I have re sharpened them by laying the flat side against a diamond card and rubbing them around, did a decent job...

Reactions: Agree 4


----------



## woodtickgreg (Mar 23, 2022)

I do it all the time.

Reactions: Agree 1


----------



## pvwoodcrafts (Mar 23, 2022)

I tried sharpening them on a diamond wheel. Didn't get much satisfaction


----------



## Nubsnstubs (Mar 23, 2022)

I thought I had a video, but not yet. 
I use a Harbor Freight 4" grinder with 3000 grit diamond Lapidary discs. I'll put a piece of double sided tape on the end of a finger of choice and set the bottom of the bit onto the tape. I turn on the grinder and then touch the carbide insert to the lap disc. When it starts to warm up, I pull it away. It takes well under 10 seconds. I have some very high powered eye pieces I use to check to see if I sharpened the edge completely. If it's not totally sharpened, I do it again until it's sharp. 

I used to do the card and hand sharpening. It was a total waste of time. 

I've always been told if you can see the edge of a carbide cutting edge, it needs to be sharpened. 

If you had a good eye piece, take a look at a new factory sharpened insert. You will be disappointed. After sharpening like discribed above, you will always sharpen new inserts before installing them. ............. Jerry (in Tucson)

Reactions: Informative 1


----------



## barry richardson (Mar 23, 2022)

Nubsnstubs said:


> I thought I had a video, but not yet.
> I use a Harbor Freight 4" grinder with 3000 grit diamond Lapidary discs. I'll put a piece of double sided tape on the end of a finger of choice and set the bottom of the bit onto the tape. I turn on the grinder and then touch the carbide insert to the lap disc. When it starts to warm up, I pull it away. It takes well under 10 seconds. I have some very high powered eye pieces I use to check to see if I sharpened the edge completely. If it's not totally sharpened, I do it again until it's sharp.
> 
> I used to do the card and hand sharpening.

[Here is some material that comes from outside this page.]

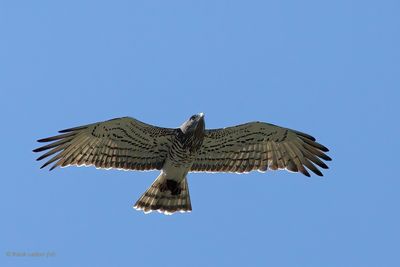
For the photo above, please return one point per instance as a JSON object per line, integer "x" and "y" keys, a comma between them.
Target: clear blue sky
{"x": 328, "y": 68}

It was a total waste of time.
> ...


Hey I have a set of those disc somewheregot them for a one time job of finishing some granite, sounds like a good solution... Wonder if they make diamond disc for a Worksharp?


----------



## Mike Hill (Mar 24, 2022)

barry richardson said:


> Hey I have a set of those disc somewheregot them for a one time job of finishing some granite, sounds like a good solution... Wonder if they make diamond disc for a Worksharp?

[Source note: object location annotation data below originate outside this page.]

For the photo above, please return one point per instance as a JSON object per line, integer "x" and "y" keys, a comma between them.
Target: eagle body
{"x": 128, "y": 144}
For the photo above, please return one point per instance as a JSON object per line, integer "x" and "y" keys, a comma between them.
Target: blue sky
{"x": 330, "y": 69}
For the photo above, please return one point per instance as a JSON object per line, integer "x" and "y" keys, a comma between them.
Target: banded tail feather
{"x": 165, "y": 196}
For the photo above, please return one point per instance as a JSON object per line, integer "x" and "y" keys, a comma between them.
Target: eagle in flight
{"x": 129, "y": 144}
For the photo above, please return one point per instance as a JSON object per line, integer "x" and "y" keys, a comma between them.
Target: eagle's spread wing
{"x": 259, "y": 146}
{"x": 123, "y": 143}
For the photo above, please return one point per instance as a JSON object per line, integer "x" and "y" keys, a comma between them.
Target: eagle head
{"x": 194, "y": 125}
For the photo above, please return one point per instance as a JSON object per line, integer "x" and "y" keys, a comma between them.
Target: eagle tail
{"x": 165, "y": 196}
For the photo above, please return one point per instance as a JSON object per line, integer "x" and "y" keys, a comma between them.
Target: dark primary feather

They make CBN but not sure if they are in stock yet. Bet you could use a common diamond flat lap - even the thin ones by laying it on another worksharp lap - but have not tried. Many laps have a 5/8" arbor hole while the Worksharp has a 1/2" arbor I believe. GRS makes a power hone that uses 4" flat laps with 1/2" arbor hole. I think I've seen some laps for sale for not too much. All this is from memory, so not sure.

Reactions: Informative 1


----------



## pvwoodcrafts (Mar 24, 2022)

Eric Rorabaugh said:


> I'm sure you could if it was the same size that fits the tool. Do you know the size?


matter of fact got a box right here 15mmx15mmx2.5mm
My son uses them in his carbide tipped tool. I have one here that I rarely ever use but they fit today when I checked it out

Reactions: Like 1


----------



## Nubsnstubs (Mar 24, 2022)

The grinder I have is a Harbor Freight 5" Central Machinery item #94186. I'm using 6" Diamond lap discs so the guards had to be removed. In order to mount the discs, you need to get some spacers to make up the difference of the 1/2" thick grinding stone to the 1/16" thick disc.

The coarsest disc is 600 grit, then 1200, 2400 and 3000. They are installed back to back with the 600 and 1200 on the left side. The 2400 and 3000 are on the right side, so it's easy to know where I'm gonna start. Sharpening only removes about 4-5 thousandths from the top side.

You can sharpen at least 8-10 times per insert. The lap discs are found at Amazon today at under $10 for 3000 grit. I didn't look for the other grits, but for under $40 you can get all 4 discs and the grinder was $29 at the time.

The Tormek might be better because you can lay them on the disc and then hold it while it's being sharpened.

CBN will sharpen Carbide, but it's not recommended. ........... Jerry (in Tucson)

Reactions: Informative 1


----------